The best conversations with my son and daughter happened while we were working on projects. We made meatballs, assembled a barbecue, organized closets, hung pictures, copied songs on vinyl to iPods, and built bonfires. All the while we talked about everything from grades and feelings to plans and money. What ever was on their mind or heart. At the end of the task we’d go away understanding each other better. It’s a way we connect.
I was in the garage when Jake, my seventh grader, walked up from the school bus. “Hey, Jake, how’s it going?”
“Can I help you sort the paint cans, Dad?” He took off his backpack.
“Sure. Open each can. If you recognize the color from in the house, secure the lid. If not, we’ll throw it away.”
Jake started right in. “We don’t have any pink walls, do we?”
“Nope. That’s from your sister’s old princess room,” I said.
“Phew. This stinks!”
I peeked over to see a green color. “Wow. That’s from our first apartment. Toss it.” I paused. “How was your day, Jake?”
“Dad, I get to go on the field trip to the food pantry!”
“Nice! You went last year too, right?” He and I had already processed half of cans.
“Yeah. I liked washing the vegetables and organizing the canned food there. Hey, Dad, it’d be cool if you chaperoned.”
“I’d like that. Is this a class field trip?”

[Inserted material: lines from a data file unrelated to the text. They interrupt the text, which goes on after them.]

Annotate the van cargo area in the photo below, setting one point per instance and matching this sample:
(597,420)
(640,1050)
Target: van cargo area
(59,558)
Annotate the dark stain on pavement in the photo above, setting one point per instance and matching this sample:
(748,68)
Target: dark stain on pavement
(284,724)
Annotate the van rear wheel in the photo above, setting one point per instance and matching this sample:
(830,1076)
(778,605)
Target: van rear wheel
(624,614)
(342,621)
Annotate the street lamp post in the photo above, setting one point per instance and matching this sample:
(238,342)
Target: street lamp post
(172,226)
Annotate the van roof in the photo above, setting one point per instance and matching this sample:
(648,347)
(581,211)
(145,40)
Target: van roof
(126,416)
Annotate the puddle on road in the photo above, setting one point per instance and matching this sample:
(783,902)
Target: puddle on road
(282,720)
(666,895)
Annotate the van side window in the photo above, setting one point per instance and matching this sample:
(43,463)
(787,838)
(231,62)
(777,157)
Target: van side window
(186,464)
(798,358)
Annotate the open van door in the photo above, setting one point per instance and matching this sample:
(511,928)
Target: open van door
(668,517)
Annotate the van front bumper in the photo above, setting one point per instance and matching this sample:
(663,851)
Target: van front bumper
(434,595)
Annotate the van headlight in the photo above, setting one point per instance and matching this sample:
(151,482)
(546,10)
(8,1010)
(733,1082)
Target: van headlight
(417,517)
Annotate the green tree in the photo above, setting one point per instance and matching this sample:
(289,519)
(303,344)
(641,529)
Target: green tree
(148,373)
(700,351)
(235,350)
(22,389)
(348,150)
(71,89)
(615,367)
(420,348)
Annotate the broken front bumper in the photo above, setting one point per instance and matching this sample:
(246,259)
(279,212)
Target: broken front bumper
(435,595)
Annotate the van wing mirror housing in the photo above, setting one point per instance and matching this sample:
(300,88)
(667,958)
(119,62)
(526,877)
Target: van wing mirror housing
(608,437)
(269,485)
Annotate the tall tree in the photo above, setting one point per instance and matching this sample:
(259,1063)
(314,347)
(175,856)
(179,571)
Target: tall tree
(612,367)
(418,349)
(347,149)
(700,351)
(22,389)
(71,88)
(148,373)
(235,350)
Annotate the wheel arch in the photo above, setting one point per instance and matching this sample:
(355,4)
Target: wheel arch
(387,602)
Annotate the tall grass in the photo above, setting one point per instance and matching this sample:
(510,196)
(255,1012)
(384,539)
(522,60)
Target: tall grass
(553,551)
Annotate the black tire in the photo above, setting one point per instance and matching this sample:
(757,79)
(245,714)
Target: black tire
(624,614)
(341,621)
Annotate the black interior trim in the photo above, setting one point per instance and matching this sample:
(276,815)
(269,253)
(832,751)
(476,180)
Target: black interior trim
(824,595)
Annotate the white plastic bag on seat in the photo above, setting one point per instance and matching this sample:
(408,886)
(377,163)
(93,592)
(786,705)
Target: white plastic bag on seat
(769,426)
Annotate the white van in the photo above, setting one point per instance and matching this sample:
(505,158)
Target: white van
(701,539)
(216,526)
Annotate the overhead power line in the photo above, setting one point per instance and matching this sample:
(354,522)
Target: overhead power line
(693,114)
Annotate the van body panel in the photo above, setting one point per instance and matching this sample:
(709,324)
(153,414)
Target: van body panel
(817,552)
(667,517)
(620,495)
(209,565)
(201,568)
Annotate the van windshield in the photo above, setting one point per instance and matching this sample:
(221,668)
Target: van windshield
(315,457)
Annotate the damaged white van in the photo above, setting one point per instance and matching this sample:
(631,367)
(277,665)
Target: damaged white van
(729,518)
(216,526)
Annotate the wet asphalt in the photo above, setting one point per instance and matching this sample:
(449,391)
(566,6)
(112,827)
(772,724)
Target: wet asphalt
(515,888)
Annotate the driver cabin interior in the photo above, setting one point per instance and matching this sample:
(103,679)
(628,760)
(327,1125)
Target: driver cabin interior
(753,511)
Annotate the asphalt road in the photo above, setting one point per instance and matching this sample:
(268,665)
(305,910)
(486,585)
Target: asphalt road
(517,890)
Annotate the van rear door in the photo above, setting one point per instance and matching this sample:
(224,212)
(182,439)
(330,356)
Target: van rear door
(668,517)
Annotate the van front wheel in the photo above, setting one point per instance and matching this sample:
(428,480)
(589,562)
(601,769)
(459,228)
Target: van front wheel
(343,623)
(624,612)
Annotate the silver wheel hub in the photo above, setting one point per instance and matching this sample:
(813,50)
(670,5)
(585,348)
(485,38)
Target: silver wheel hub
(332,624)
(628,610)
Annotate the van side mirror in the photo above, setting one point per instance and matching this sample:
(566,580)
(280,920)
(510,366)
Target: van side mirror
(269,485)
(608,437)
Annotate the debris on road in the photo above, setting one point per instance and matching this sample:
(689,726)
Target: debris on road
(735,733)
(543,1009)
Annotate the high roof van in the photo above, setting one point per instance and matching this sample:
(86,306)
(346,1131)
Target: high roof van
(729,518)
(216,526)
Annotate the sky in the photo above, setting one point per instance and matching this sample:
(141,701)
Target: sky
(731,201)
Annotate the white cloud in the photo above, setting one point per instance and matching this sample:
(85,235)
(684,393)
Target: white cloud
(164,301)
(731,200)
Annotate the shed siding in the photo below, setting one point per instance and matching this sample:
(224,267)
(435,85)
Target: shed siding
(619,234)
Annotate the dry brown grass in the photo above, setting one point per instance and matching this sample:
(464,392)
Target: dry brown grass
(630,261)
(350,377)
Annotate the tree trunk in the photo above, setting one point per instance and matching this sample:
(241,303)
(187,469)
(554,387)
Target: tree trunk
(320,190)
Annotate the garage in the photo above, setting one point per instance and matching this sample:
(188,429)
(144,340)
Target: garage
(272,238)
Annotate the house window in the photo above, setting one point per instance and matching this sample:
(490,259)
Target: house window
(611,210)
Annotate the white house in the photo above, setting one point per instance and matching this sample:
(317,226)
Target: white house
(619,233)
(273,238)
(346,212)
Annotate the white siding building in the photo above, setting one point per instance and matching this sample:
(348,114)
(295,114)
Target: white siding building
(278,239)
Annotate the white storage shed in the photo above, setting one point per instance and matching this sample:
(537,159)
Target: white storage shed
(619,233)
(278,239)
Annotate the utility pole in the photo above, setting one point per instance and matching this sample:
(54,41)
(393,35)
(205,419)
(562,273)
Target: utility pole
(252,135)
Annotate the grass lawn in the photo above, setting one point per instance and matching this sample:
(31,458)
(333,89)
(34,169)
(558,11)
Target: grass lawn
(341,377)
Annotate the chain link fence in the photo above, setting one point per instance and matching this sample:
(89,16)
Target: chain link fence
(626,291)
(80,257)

“It’s for Student Council. It’s weird, Dad. There are 70 kids in Student Council, but only 40 of us get to go,” Jake said.

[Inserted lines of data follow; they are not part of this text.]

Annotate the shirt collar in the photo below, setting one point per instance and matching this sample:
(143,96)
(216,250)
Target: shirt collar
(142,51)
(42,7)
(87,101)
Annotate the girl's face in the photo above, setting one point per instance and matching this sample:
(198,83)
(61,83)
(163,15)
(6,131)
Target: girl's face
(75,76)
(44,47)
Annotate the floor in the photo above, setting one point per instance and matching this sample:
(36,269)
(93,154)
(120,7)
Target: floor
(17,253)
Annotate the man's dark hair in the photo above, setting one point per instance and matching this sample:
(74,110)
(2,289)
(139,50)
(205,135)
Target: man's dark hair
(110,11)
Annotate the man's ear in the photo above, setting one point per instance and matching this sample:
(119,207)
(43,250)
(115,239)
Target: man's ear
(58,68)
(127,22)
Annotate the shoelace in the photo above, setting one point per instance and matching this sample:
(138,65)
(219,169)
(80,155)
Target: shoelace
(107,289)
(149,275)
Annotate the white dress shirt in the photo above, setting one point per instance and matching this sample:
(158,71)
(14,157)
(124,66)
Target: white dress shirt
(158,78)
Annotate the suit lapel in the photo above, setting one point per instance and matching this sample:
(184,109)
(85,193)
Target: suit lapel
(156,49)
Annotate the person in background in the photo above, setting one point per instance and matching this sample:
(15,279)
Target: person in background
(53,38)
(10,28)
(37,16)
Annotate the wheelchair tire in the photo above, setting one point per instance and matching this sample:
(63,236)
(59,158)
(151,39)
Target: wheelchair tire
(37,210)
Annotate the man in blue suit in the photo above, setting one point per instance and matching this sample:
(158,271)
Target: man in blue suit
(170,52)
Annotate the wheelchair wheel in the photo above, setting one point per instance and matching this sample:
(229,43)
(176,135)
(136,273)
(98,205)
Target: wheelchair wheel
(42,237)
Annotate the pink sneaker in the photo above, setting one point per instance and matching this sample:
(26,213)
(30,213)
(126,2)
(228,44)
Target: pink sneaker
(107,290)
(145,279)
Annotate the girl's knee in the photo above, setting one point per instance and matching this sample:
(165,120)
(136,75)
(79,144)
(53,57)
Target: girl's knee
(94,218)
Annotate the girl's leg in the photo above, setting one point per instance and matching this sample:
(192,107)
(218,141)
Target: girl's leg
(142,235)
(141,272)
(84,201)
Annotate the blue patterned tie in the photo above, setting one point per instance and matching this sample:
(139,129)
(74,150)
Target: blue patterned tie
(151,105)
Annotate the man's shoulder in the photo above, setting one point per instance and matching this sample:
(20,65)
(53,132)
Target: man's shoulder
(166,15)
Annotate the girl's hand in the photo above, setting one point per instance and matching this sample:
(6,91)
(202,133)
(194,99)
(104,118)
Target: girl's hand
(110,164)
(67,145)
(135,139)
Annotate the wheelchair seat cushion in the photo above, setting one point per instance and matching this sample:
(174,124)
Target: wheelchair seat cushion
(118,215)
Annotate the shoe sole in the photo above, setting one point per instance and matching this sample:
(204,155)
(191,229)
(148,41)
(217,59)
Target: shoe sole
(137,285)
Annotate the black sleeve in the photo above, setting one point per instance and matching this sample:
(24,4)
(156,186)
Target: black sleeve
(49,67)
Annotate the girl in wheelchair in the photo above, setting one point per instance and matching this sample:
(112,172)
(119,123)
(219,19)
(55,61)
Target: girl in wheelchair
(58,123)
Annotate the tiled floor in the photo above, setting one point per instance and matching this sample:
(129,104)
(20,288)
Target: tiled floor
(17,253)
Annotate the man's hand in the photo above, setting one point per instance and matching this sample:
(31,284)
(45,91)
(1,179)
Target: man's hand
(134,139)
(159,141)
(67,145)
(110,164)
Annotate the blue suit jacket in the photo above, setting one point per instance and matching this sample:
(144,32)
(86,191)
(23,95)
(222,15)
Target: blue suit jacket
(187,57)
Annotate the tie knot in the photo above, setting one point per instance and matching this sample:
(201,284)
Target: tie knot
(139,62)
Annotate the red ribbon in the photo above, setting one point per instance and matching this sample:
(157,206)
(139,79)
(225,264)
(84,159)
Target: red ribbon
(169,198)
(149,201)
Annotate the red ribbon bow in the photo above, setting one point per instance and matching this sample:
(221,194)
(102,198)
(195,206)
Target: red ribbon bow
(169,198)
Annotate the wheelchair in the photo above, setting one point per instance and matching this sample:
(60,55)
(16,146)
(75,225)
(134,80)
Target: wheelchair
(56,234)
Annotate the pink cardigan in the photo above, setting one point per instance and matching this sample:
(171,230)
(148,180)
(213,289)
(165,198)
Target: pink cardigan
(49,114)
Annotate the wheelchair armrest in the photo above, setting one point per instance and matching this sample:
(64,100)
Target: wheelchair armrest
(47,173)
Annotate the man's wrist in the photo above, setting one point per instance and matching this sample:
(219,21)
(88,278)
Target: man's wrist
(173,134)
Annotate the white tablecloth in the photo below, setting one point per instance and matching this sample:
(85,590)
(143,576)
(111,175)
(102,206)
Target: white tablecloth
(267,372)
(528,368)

“Really?” I directed Jake to his next step. “Stack those cans in the corner, please. I’ll get these ready for the hazardous waste pickup.”
Jake nodded. “It’s not fair, Dad. And, I feel bad for Ella and Sam. They didn’t get to go last year, and now they never will because they’re eighth graders. Dad, I’ll hold the container, while you load cans.”
I didn’t understand the details of this field trip. “Why don’t Ella and Sam get to go?”
“I don’t know. We earned the same amount from the fund raiser and helped at three Circle of Friends parties. I don’t get why everybody doesn’t get to go.”
“I’m curious about that, too,” I said. And I wondered more seriously now, why 30 kids would miss out. Yet, I wanted to hear my son’s point of view.
Jake explained, “Dad, Ms. Thayer said the list is final. Forty is the limit.”
“I’m sure Ms. Thayer has a good reason.” I was doing my best to support both Jake and Ms. Thayer. Yet, I didn’t understand the reasons.
“I don’t know why I was picked,” Jake said as we finished.
“I suspect because you’re thoughtful. Look how you stepped up to help me just now. I appreciate you.”
“Dad, do you think I should talk to Ms. Thayer? She wasn’t our sponsor last year. And, probably doesn’t know who went last year. Ella and Sam and the other eighth graders who were in Student Council both years should get a turn to go. Don’t you think?”
I looked over at Jake with pride. “Jake, that’s what’s cool about you. You think about how things are for everyone. Not just yourself.” He taped on the label. Together we carried the bulky container to the alley.
“Thanks, dad. Maybe I’ll talk to Ms. Thayer. You always say it never hurts to ask.”
“That’s true. Let me know what you decide to do. And how it turns out. I’ll support you no matter what.” I gave him a pat on the back as we walked together into the house.